里美に暴行を受けた場所がまだズキズキする…。じいちゃんに鍛えられてなかったらどうなっていたか…。


「それにしても夕飯、本当に美味しかったですよ」


「あらぁ〜。慶ちゃんもお上手ね〜」


「いやいや、お世辞じゃないですって」


 実際、これはお世辞などではなく本心だ。がしかし…。


「あらあら〜お母さん口説かれちゃったわ〜」


 ったく、それなのに綾子さんはまたこういうことを口にするから…。


「何ですって〜! この変態!」


 ほらね。


ドッカーン

11HIT!MiracleCOMBO!



 そしてあいつはバイキンマンになった。…ってあれ? 視点が私になってる!

 えっと、はじめまして伊勢里美です! 高校2年生で、部活は空手部です! 好きな食べ物はバウムクーヘンです! あと…。え〜っと…。


 胸が小さいで〜す!


「そうそう、私胸が小さいのよ。お母さんはあんなに大きいのになぁ…。って何言わせてんのよ!」


 どうやらこの里美という人間、俺がこの町をでてから今までの間にノリツッコミが得意になったらしい。


「はいはい、お遊びはそこまでよ〜」


 そこに優しい笑みを浮かべた綾子さんが、手を叩きながらやってきた。


「さて、学校はあさってから始まるわけだけど」


「そういえば荷物はまだ届かないんですか?」


 俺は綾子さんの発言を遮るようにして問い掛けてしまった。


「ええ、まだよ。明日には届くらしいけど」


 と、里美が答える。


「つまり明日は買い物も荷物整理もしなきゃいけないわけか」


「制服は頼んであるから安心してね〜」


 明日は大変そうだな。まあ夏休みぎりぎりに来た俺が悪いんだが…。


「私は明日午前中に部活があるから午後からなら付き合えるわよ」


「ふーん」


「わたしは一日中けいちゃんに付き合えるわよ〜」


「本当ですか? 助かります!」


「その反応の違いはなによ!」


「うっせえ! お前と綾子さんじゃ格が違うんだよ!」


「ほらぁ〜二人とも、やめなさ〜い」


 喧嘩になりそうな所を綾子さんが止めてくれた。喧嘩と言ってもただ俺がサンドバックになるだけだが…。


「話が逸れちゃったけど明日の予定を言うわね〜」


「はーい」


「…わかったわ」


 里美もこのおっとりお母さんには勝てないらしい。

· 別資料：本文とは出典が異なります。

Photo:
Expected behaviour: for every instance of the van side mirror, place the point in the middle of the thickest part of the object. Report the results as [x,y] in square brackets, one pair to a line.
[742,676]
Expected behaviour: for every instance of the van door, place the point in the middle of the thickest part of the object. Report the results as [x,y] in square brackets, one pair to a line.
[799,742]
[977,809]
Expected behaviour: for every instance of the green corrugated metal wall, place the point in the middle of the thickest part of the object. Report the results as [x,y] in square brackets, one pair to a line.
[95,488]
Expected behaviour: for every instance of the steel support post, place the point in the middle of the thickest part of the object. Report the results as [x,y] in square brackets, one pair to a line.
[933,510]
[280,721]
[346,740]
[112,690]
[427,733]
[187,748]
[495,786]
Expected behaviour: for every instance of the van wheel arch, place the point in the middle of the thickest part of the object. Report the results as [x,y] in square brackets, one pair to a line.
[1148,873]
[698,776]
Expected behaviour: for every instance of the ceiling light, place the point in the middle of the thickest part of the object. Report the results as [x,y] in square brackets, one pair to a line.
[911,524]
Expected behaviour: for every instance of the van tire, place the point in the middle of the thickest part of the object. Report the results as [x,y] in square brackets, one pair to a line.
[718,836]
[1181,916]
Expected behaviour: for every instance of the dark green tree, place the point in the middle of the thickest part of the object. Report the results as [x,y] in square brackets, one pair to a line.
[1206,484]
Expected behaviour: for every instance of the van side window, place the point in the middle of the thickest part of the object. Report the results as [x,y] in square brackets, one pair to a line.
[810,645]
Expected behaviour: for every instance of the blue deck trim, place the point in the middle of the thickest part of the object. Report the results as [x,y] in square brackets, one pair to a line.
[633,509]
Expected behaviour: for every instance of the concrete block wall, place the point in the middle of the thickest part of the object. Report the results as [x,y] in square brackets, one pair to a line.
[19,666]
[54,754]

今までの怒りが嘘のように大人しくなっている。


「明日の午前中はわたしとけいちゃんの2人で荷物整理。午後は3人でお買い物でどうかしら〜?」


 午前中は2人で荷物整理か〜。エヘ、エヘヘヘヘ〜。


「あんた何ニヤニヤしてんのよ!」


「え? ニヤニヤしてた?」


「あんたもしかして、お母さんに手を出そうなんて考えてないでしょうね〜?」


「あらぁ〜。けいちゃんそんなこと考えてたの〜?」


「え? そ…。そんなことはないですけど…」


「そうよね…。わたしは所詮年を食ったただのおばさんよね〜」


「いやいや! そんなことはないですよ!」


「だって2人きりなのに発情されないなんて、わたしがおばさんだから…」


「とんでもない! 本当は発情しちゃいそうでですよ!」


「ほんと〜? わたし嬉しい〜」


「あはは…」


「わたしもけいちゃんならいいわよ〜」


 くっ…! この人はまたこんなことを言うっ!

 案の定、俺はとんでもない殺気を感じた。


「やっぱりそうなのね?」


 そこには空手の鬼が立っていた。ちなみに里美は全国優勝した女の子だとの事。


「あはっ…。あははは」


「一発で沈めてあげるわ…。覚悟はできた?」


「まてまて! 本当にやましいことは考えていない!」


 とりあえず里美の最強技である、ワールドデストロイヤーを喰らうのはまずい。小学生のときに1度だけ喰らったが、1週間意識不明になったことがある。


「本当に考えてないの?」


「ああ」


「なら2人の前で、やましいことはしません。って誓いなさい」


「わかった」


 そして俺は2人の前に立った。


「わたくしこと前田慶二は…」


「やっぱりわたしがおばさんだから…。しくしく…」


「綾子さんに…」


 そして俺は一度深呼吸をしてこう誓った。









「発情しちゃうってこれは」

「ワールドデストロイヤァー!」

ワールドデストロイヤーを知らない人はテイルズオブデスティニーをプレイすればわかります。